Zur Rechtsmittelbelehrung im nachfolgenden Dispositiv ist Folgendes zu erläutern: Soweit im Hintergrund ein Anwesenheitsanspruch geltend gemacht werden will, ist Beschwerde in öffentlich-rechtlichen Angelegenheiten nach Art. 82 ff. des Bundesgerichtsgesetzes vom 17. Juni 2005 (BGG, SR 173.110) zu erheben (vgl. Art. 83 lit. c Ziff. 2 BGG e contrario). Andernfalls steht die subsidiäre Verfassungsbeschwerde gemäss Art. 113 ff. BGG offen.

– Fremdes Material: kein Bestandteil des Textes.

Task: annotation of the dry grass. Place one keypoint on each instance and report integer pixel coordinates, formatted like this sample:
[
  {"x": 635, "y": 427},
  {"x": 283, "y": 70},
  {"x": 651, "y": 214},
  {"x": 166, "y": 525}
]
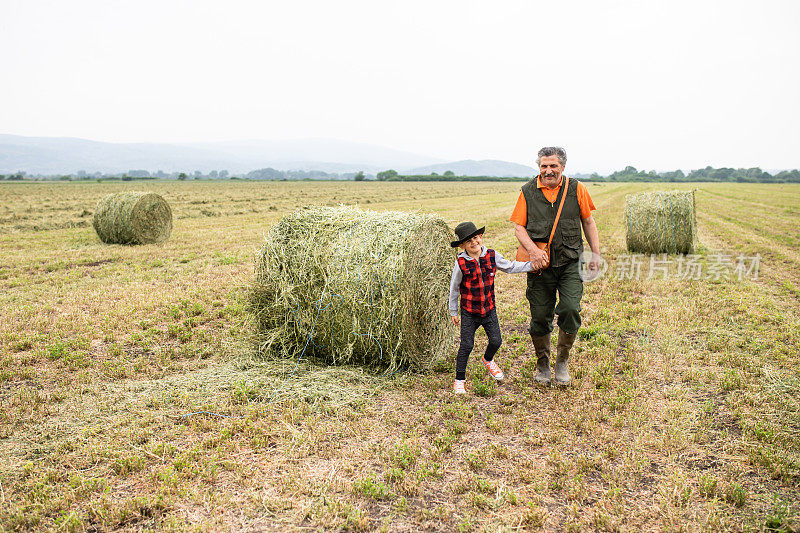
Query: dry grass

Bei der vorliegenden Verfügung handelt es sich ebenfalls um eine Zwischenverfügung (Bertschi, § 19a N. 32). Das Bundesgericht lässt sich daher im Sinn des Art. 93 BGG nur anrufen, wenn ein nicht wiedergutzumachender Nachteil drohte. Gerügt werden kann zudem bloss die Verletzung verfassungsmässiger Rechte (Art. 98 BGG; vgl. BGr, 30. Mai 2017,2C_253/2017, E. 2).
Dispositiv
1.
Die Beschwerde wird als gegenstandslos geworden abgeschrieben.
2.
Das Gesuch um unentgeltliche Rechtspflege wird gutgeheissen.
3.
Die Gerichtsgebühr wird festgesetzt auf Fr. 500.--; die übrigen Kosten betragen: Fr. 70.-- Zustellkosten, Fr. 570.-- Total der Kosten.
4.
Die Gerichtskosten werden dem Beschwerdeführer auferlegt, jedoch unter Vorbehalt der Nachzahlungspflicht einstweilen auf die Gerichtskasse genommen.
5.
Eine Parteientschädigung wird nicht zugesprochen.
6.
Dem Beschwerdeführer wird in der Person seines Rechtsvertreters ein unentgeltlicher Rechtsbeistand bestellt. Rechtsanwalt B wird für seinen Aufwand mit Fr. 280.- (inklusive Mehrwertsteuer) aus der Gerichtskasse entschädigt. Die Nachzahlungspflicht des Beschwerdeführers bleibt vorbehalten.
7.
Gegen diese Verfügung kann im Sinn der Erwägungen Beschwerde erhoben werden. Sie ist binnen 30 Tagen ab Zustellung einzureichen beim Bundesgericht, 1000 Lausanne 14.
8.
Mitteilung an: a) die Parteien; b) die Sicherheitsdirektion; c) das Staatssekretariat für Migration (SEM); d) die Gerichtskasse.